An excellent teacher, Dr Loong enabled us to elicit a good history, to conduct a sound neurological examination, to reach a clinical diagnosis and work with an appropriate view of management. Totally devoted to teaching, he would take extra hours after work to teach family physicians and neurology residents on diseases and lesions in the central nervous system in a clear and simple way.
I remember two such sessions:
- Lessons in gait disorders where Dr Loong would mimic the walk of a hemiplegic patient, the shuffling gait of Parkinson's disease, the waddling gait of muscle disorders, that of gait dyspraxia as with hydrocephalic patients, and others.

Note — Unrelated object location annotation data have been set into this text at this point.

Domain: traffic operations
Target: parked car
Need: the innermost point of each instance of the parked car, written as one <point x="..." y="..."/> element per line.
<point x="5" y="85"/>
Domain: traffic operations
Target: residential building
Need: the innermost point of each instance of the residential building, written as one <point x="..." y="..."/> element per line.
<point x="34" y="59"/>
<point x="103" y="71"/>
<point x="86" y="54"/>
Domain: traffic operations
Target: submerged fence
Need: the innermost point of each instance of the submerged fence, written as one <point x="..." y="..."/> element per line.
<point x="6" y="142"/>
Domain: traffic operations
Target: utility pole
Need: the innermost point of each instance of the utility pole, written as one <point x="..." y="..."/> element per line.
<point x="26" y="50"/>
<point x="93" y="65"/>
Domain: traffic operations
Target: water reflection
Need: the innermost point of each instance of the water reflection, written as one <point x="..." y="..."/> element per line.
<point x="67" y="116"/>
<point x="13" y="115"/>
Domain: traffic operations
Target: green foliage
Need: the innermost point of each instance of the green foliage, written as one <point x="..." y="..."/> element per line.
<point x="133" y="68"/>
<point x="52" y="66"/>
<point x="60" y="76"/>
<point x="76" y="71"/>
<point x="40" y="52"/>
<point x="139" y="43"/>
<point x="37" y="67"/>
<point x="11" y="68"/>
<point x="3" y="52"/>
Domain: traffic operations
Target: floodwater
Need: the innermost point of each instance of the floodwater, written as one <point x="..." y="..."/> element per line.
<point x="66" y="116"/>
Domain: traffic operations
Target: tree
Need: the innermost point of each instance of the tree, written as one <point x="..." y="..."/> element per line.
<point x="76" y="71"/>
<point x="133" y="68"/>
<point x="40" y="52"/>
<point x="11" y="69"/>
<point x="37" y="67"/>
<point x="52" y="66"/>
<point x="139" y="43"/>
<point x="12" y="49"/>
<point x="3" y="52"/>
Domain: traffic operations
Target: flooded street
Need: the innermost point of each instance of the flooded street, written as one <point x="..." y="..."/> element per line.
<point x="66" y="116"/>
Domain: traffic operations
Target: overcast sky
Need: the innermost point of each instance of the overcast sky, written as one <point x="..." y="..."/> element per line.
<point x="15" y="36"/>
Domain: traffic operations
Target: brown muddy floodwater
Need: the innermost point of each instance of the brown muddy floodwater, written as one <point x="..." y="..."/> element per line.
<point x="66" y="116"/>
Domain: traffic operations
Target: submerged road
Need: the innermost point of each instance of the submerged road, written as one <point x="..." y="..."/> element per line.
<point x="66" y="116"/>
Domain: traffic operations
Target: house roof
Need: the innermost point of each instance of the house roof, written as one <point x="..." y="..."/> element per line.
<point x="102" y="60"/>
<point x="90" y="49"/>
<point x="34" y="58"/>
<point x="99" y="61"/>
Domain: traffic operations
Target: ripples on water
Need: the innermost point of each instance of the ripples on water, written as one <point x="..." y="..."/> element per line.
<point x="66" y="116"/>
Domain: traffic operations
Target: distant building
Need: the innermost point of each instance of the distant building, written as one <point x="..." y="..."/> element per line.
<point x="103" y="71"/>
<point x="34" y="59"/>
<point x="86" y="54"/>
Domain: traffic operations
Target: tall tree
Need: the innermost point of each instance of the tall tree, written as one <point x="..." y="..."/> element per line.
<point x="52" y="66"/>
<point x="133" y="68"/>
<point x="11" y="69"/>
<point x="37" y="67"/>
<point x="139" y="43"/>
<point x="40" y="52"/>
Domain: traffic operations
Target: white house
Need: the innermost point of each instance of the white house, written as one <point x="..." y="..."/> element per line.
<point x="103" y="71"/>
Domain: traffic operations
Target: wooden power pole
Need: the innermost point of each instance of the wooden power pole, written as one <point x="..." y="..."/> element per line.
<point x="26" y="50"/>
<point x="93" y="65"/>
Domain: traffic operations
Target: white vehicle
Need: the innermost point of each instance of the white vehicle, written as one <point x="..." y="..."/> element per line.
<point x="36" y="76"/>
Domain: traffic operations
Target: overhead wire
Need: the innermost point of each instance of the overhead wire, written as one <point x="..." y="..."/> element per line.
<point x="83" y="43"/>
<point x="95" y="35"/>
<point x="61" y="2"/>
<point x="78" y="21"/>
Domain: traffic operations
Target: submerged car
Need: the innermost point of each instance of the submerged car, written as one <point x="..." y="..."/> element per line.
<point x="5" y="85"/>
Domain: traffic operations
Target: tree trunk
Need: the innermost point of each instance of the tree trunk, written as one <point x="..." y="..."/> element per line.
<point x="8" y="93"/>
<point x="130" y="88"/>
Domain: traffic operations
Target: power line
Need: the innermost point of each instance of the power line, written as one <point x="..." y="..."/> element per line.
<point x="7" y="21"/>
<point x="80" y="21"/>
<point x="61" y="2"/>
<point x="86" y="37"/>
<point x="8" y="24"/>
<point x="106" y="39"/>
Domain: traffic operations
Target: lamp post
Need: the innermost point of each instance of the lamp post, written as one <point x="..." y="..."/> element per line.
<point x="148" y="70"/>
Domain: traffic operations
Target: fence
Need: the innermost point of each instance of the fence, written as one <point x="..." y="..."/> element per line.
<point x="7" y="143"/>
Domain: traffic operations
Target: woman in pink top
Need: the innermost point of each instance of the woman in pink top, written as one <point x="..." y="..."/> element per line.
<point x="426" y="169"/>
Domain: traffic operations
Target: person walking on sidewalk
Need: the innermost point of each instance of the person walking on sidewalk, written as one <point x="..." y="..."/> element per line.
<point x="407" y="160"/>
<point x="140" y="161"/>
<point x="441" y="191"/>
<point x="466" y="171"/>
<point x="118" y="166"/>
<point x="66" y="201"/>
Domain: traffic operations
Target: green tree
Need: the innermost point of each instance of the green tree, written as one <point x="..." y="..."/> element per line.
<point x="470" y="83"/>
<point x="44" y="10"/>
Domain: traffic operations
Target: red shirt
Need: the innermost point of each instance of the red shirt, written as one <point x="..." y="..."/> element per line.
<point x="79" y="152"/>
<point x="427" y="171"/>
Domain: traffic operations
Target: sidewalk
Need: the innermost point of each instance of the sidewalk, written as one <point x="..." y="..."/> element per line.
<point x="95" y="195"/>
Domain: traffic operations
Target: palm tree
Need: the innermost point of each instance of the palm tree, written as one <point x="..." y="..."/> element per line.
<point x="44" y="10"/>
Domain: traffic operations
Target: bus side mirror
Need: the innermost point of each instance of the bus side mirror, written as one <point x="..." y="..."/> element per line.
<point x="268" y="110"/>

- 15 minutes in cerebellar disease, where he would differentiate (a) midline vermis lesions with truncal ataxia from (b) lateral cerebellar or neo-cerebellar lesions with its dysmetria and past-pointing signs.
Besides being a role model in teaching, Dr Loong was also an extremely caring and courageous physician. Once, in the early 1970s, a hospitalised medical colleague developed "paraesthesia" in some limbs and some respiratory irregularities after recovering from treatment of a subdural haemorrhage. Undeterred, Dr Loong and a few of us unscrewed the quarter-ton electromyography machine from the walls of the ground floor office of TTSH and hauled it up on a Sunday to the third floor ICU despite objections from the head of department. Luckily, we were proven right that the patient had developed Guillain-Barre syndrome. Otherwise, in those days, our careers could have been at risk.
When the government established the National Neuroscience Institute (NNI) in 1999, Dr Loong was one of its founding board members. He continued to serve on the board for some time and helped steer its development into sub-specialisations and basic research along with the founding director, Dr Richard Johnson, from John Hopkins University.
Besides clinical teaching, Dr Loong published important papers in the field of electrophysiology, especially in carpal tunnel syndrome. I remember his delight on a recently published paper in Neurology Asia with A/Prof T Umapathi of the NNI on abnormal hyperreflexia of finger jerks, an extremely simple yet invaluable sign of cervical myelopathy.
Dr Loong also showed us what a devoted family man could be. His wife and muse Liew Ping has received a flower every week since their courting days, and he never missed an annual trip back to Malaysia during the Qing Ming festival to pay respects to his parents' tombs.
Finally, even late in private practice, Dr Loong still continued his faithful two half-day teaching sessions at the NNI, only stopping when ill health struck.
Dr Loong's passing signifies the passing of an era. Let us hope that some of us will follow in his footsteps and emulate his lasting, significant legacy.
A/Prof Loong Si Chin was a recipient of the SMA Merit Award in 2015.